Our neighbor here has a chicken coop in their backyard. The birds wander into our yard from time to time. A rooster crows every morning. There is a satsuma orange tree in the yard. As the man who told us about St. Roch related, his family observed Lent very strictly when he was young. No mid-day meals and no meat the whole time. He imagined that for some that would seem a privation, but for New Orlineans, they’d happily subsist on fish, shrimp, crabs, crawfish and oysters.
What is nice here is that a food place can be considered great and be either a funky joint or a fancy place that demands that men wear suits. Fancy places have no perogative on quality and reputation. The humblest joint can have a citywide reputation for its specialty dish. The restaurant scene has, I read, rebounded and is growing since Katrina. Maybe the gentrification and white-ification of parts of NOLA account for that trend, as many of the new places seem to be along the Magazine Street strip, and they’re more uptown. There are some great Vietnamese places around as well, and folks seems to be developing a taste for pho.
Our group stayed local—we mainly hit the local spots here in Bywater
Meanwhile, on the Texas side of Louisiana, you’re not going to believe this story that’s caused the ACLU to file suit on behalf of a young
buddhist child.
The American Civil Liberties Union and the ACLU of Louisiana on Wednesday filed a federal lawsuit against Negreet High School in Sabine Parish on behalf of two parents, Scott and Sharon Lane, and their son, “C.C.” The lawsuit claims the school has “a longstanding custom, policy, and practice of promoting and inculcating Christian beliefs,” including the teaching of creationism.
Sixth-grade teacher Rita Roark has told her students that the universe was created by God about 6,000 years ago, and taught that both the Big Bang theory and evolution are false, according to the lawsuit. She told her students that “if evolution was real, it would still be happening: Apes would be turning into humans today.”
One test she gave to students asked: “ISN’T IT AMAZING WHAT THE _____________ HAS MADE!!!!!!!!!!!!!!!!!!!!!!!!!!!!!!!!” The correct answer was “Lord,” but C.C. wrote in something else. Roark responded by scolding the boy in front of the entire class.
When informed that C.C. was a Buddhist and therefore didn’t believe in God, Roark allegedly responded, “you’re stupid if you don’t believe in God.”

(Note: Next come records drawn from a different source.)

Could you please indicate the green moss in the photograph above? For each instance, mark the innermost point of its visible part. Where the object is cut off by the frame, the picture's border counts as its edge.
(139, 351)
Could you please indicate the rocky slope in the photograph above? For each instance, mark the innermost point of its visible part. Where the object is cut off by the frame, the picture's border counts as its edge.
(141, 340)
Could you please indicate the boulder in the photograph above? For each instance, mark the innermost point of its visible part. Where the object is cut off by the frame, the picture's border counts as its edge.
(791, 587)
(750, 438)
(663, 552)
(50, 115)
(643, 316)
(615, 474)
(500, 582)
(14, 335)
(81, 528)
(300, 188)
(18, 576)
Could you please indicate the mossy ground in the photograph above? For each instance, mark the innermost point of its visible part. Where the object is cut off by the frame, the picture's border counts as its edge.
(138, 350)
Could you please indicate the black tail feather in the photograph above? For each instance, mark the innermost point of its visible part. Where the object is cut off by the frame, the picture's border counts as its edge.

On another accusation, she allegedly described both Buddhism and Hinduism as “stupid.”
When the outraged parents confronted Sabine Parish Superintendent Sara Ebarb about the incidents, she allegedly told them “this is the Bible belt” and that they “shouldn’t be offended” to “see God here.” Ebarb advised that C.C. should either change his faith or be transferred to another District school where “there are more Asians.”

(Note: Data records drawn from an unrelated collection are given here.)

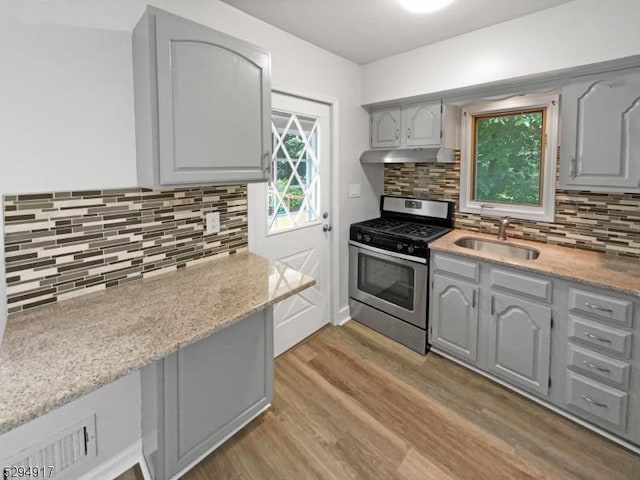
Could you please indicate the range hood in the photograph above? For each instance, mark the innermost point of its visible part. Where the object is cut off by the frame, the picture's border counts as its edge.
(409, 155)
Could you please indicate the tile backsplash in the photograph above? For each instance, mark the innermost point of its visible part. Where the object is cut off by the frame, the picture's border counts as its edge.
(604, 222)
(64, 244)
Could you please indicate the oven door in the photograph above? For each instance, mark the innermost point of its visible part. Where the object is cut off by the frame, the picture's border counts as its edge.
(389, 282)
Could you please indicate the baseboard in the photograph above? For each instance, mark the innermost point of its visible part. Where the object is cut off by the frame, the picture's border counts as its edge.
(550, 406)
(344, 315)
(117, 464)
(213, 447)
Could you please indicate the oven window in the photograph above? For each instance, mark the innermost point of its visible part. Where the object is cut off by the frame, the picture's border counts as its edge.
(386, 280)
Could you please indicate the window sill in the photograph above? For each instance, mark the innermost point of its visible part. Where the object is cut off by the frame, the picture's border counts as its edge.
(536, 214)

The parents, “hoping to save him from suffering additional psychological harm,” decided to transfer their son to another school, according to the lawsuit. The school is 25 miles away from their home.
Here’s a story from the Independent that sounds almost like an internet hoax. I’ll just post the title for full effect: Mystery of the Lyubov Orlova: Ghost ship full of cannibal rats ‘could be heading for Britain’. Should rats in the UK be very afraid?

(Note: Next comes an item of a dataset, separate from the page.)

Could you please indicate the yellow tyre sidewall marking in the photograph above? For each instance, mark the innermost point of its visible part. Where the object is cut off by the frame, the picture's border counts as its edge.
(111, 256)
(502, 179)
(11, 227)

The Lyubov Orlova cruise liner has been drifting across the north Atlantic for the better part of a year, and salvage hunters say there is a strong chance it is heading this way.
Built in Yugoslavia in 1976, the unlucky vessel was abandoned in a Canadian harbour after its owners were embroiled in a debt scandal and failed to pay the crew.
The authorities in Newfoundland tried to sell the hull for scrap – valued at £600,000 – to the Dominican Republic, but cut their losses when it came loose in a storm on the way.
Sending the ship off into international waters, Transport Canada said it was satisfied the Lyubov Orlova “no longer poses a threat to the safety of [Canadian] offshore oil installations, their personnel or the marine environment”.
Experts say the ship, which is likely to still contain hundreds of rats that have been eating each other to survive, must still be out there somewhere because not all of its lifeboat emergency beacons have been set off.
So, The New York Times’ cover of Planet Hillary is the basis of the art work in the post this morning. Here’s the background of that cover.
When we created the cover of this Sunday’s magazine to accompany Amy Chozick’s article — to be published online tomorrow — about Hillary Rodham Clinton’s influence on the various people within her political universe, the immediate idea that came to mind was Clinton’s face embedded on a planet. .
The issue is coming out on Sunday and will be online shortly. However, this article from the NYT on the Obama campaign finance machine
and team towards Clinton’s potential campaign is quite interesting.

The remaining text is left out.